Il calcio scommesse condiziona la Serie A verso la ripresa dopo la pausa per le nazionali. Il dibattito sulle sanzioni resta vivo
Non sono state due settimane semplici per i tifosi italiani. La nazionale continua a vivere di alti e bassi, ma ora rischia di non ottenere il pass per i prossimi Europei e soprattutto c’è il caso legato al calcio scommesse che domina l’attenzione mediatica e attanaglia l’intero movimento, con tutte le ripercussioni che ne conseguono.
Dopo i rumors, i nomi tirati dentro per la giacchetta e poi smentiti e le accuse, è arrivato anche il momento delle prime pene, quelle della giustizia sportiva. Il procedimento più veloce è stato per chi si è autodenunciato e ha collaborato in tutto e per tutto con la procura, Nicolò Fagioli. Il centrocampista si è trasformato da talento imperdibile dell’Allianz Stadium, coccolato anche dai tifosi più esigenti, a scommettitore seriale e spot contro la ludopatia.
Il patteggiamento l’ha portato a una squalifica di sette mesi più cinque di pene accessorie, ma potrà comunque allenarsi con il resto della squadra. Secondo alcuni, è stata una punizione troppo leggera che non potrebbe funzionare da deterrente per il futuro.
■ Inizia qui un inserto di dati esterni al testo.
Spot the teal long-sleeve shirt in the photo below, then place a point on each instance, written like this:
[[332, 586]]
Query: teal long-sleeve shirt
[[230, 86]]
Ne ha parlato Fabrizio Biasin, noto giornalista di ‘Libero’, ai microfoni di TvPlay: “Se parcheggi in seconda fila sai che al peggio prendi una multa. Stessa cosa se sai che la sanzione per le scommesse sul calcio non sono molto alte si può incentivare qualcuno a farlo“, ha detto. Le polemiche, quindi, non si fermano e sfociano anche in valutazioni sulla gestione mediatica del caso.
Caso scommesse e Corona, quando l’informazione diventa confusionaria
Di fronte a situazioni giudiziarie e sportive così intricate, il lavoro dei media si fonda sulla chiarezza espositiva nel riportare i fatti.
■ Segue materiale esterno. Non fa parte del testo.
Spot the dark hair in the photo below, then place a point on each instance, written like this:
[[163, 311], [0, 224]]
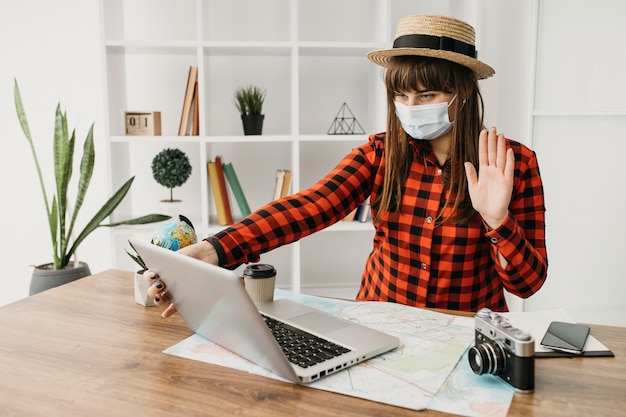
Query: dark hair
[[406, 73]]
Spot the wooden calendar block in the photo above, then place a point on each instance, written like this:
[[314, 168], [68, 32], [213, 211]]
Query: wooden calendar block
[[143, 123]]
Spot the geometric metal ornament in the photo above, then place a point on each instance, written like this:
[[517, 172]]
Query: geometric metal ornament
[[345, 123]]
Secondo Biasin, non è quello che è successo ad “Avanti Popolo”, in onda su Rai3, durante l’intervista a Fabrizio Corona: “Serve chiarezza nell’esposizione, se si tira dentro tutto si fa solo confusione. Ieri il dibattito è stato molto confuso non solo per colpa sua”. E ancora: “I dati sullo share sono discutibili. Secondo me il 4% non vale lo sputtanamento generale che c’è stato. Non mi è sembrato un buon servizio. La RAI, a differenza delle televisioni private, non vive solo di pubblicità”, chiude il giornalista.
Se la ludopatia è un male da estirpare, e non si può dire il contrario, i media devono interrogarsi sul controllo e la pubblicazioni di informazioni così delicate. E non tutti l’hanno fatto.